In August, new car registrations across the EU dropped significantly by 18.3%, with the four major markets experiencing steep declines. Germany saw a staggering decrease of 27.8%, followed by France (24.3%), Italy (13.4%), and Spain (6.5%).
Furthermore, the market share for electric vehicles (EVs) fell sharply by 43.9% compared to the previous year, dropping from 21% to just 14.4% of the total market in the EU.
This decline contrasts sharply with the impressive figures recorded in August 2023, when both new car sales and EV registrations soared by 21%.
Over the first eight months of the year, the overall outlook improved slightly, with new car registrations reflecting a modest year-over-year growth of 1.4%. Although French and German sales lagged, Spain and Italy experienced positive trends with increases of 4.5% and 3.8% respectively in new car sales.
Growing Concerns Over Stagnant European EV Sales
As European car manufacturers navigate this challenging landscape, they are increasingly anxious about the approaching 2025 deadline for meeting CO2 emission reduction mandates for cars and vans.
Industry leaders are calling for immediate action from policymakers, emphasizing that the path to achieving a CO2 fleet emission target of 95 grams per kilometer by next year could impose substantial financial burdens not only on manufacturers but the economy at large.
“The European auto industry is committed to the Paris Agreement and the EU’s 2050 transport decarbonization objectives, having invested billions in the electrification of vehicles,” stated the European Automobile Manufacturers’ Association (ACEA), which represents 15 of Europe’s leading car, van, truck, and bus manufacturers.

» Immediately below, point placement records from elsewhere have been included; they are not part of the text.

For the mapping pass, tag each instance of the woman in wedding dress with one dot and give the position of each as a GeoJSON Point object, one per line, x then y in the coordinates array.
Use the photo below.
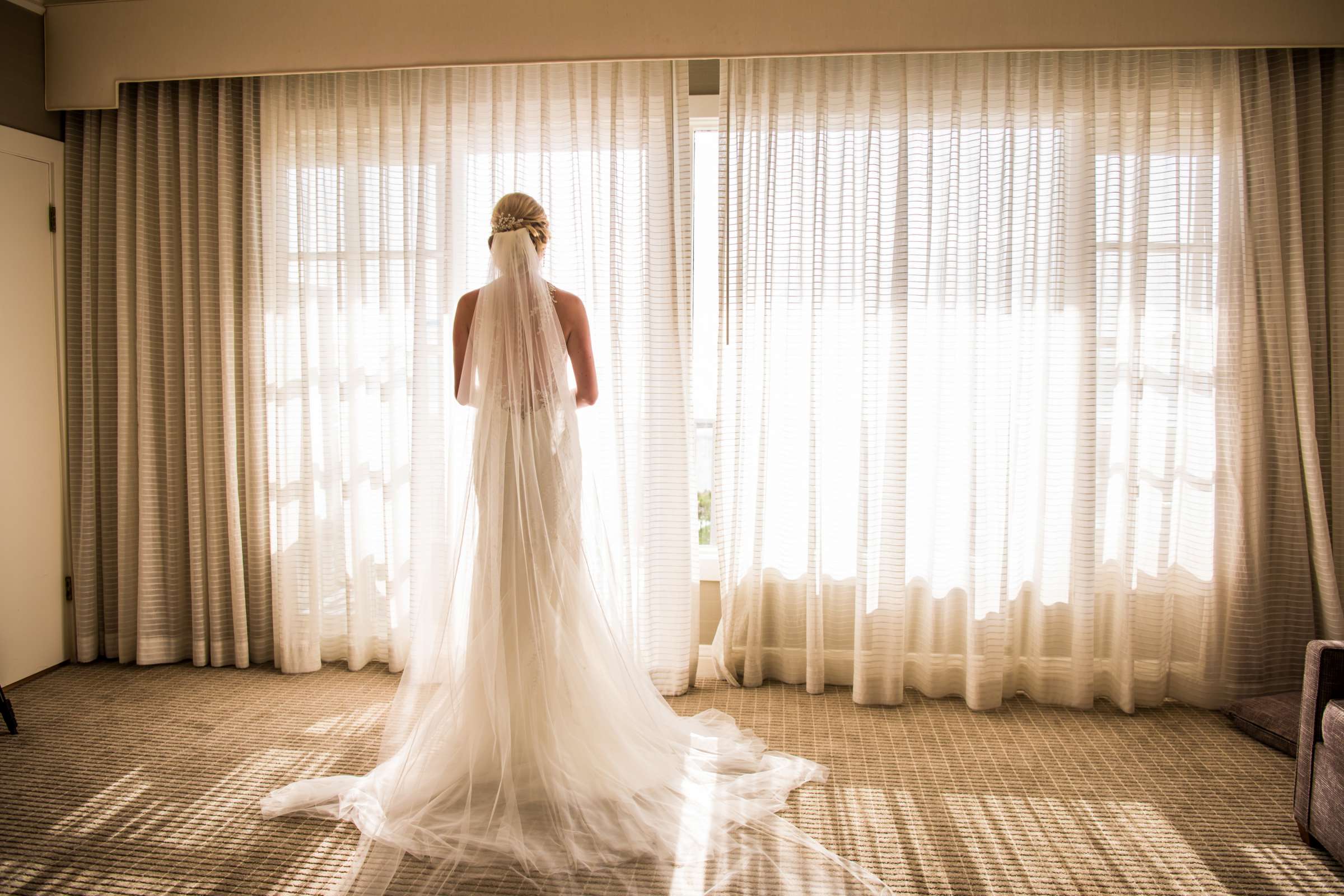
{"type": "Point", "coordinates": [526, 746]}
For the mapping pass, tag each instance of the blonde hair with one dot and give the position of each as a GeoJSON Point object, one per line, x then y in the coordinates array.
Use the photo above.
{"type": "Point", "coordinates": [521, 211]}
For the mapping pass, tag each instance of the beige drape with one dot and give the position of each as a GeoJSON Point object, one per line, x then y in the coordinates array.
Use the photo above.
{"type": "Point", "coordinates": [1029, 375]}
{"type": "Point", "coordinates": [166, 402]}
{"type": "Point", "coordinates": [1291, 343]}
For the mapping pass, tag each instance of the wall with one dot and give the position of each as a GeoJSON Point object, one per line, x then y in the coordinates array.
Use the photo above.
{"type": "Point", "coordinates": [92, 46]}
{"type": "Point", "coordinates": [22, 96]}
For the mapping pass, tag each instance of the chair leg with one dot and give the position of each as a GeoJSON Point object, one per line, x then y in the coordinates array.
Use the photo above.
{"type": "Point", "coordinates": [7, 711]}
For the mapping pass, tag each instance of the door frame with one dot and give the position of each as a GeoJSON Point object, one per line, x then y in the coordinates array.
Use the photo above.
{"type": "Point", "coordinates": [53, 153]}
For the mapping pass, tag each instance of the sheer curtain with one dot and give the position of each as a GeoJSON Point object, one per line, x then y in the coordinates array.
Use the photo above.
{"type": "Point", "coordinates": [983, 378]}
{"type": "Point", "coordinates": [167, 440]}
{"type": "Point", "coordinates": [378, 195]}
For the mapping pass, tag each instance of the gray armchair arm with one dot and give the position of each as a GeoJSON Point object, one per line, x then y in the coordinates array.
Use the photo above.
{"type": "Point", "coordinates": [1323, 680]}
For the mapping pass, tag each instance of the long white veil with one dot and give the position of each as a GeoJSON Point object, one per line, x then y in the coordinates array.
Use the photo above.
{"type": "Point", "coordinates": [526, 745]}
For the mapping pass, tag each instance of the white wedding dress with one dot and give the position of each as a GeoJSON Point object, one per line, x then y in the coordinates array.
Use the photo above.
{"type": "Point", "coordinates": [526, 750]}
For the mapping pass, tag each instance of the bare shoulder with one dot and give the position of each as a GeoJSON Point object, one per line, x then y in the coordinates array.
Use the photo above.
{"type": "Point", "coordinates": [569, 305]}
{"type": "Point", "coordinates": [467, 304]}
{"type": "Point", "coordinates": [465, 315]}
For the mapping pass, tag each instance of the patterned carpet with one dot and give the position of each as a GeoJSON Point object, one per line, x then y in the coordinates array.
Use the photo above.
{"type": "Point", "coordinates": [132, 780]}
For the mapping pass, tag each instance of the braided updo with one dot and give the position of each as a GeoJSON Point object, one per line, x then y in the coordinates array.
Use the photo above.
{"type": "Point", "coordinates": [519, 211]}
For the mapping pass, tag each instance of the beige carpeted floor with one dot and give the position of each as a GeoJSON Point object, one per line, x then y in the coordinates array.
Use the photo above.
{"type": "Point", "coordinates": [131, 780]}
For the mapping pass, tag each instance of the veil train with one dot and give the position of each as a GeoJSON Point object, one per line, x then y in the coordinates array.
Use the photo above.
{"type": "Point", "coordinates": [526, 743]}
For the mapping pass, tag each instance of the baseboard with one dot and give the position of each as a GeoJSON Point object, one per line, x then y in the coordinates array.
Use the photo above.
{"type": "Point", "coordinates": [38, 675]}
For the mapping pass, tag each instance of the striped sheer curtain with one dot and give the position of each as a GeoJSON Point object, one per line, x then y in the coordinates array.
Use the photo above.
{"type": "Point", "coordinates": [378, 191]}
{"type": "Point", "coordinates": [983, 385]}
{"type": "Point", "coordinates": [170, 546]}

However, they caution that key conditions necessary for the increase in production and adoption of zero-emission vehicles are currently lacking—including adequate charging and hydrogen refueling infrastructure, a competitive manufacturing environment, affordable green energy, tax incentives, and reliable access to raw materials, hydrogen, and batteries. Furthermore, the growth of the economy, consumer acceptance, and trust in the infrastructure have not progressed sufficiently.
The ACEA warns that without timely intervention, auto manufacturers may have to halt the production of up to two million vehicles or incur heavy penalties.
“We are ready to discuss a package of short-term relief measures concerning the 2025 CO2 targets,” the ACEA declared.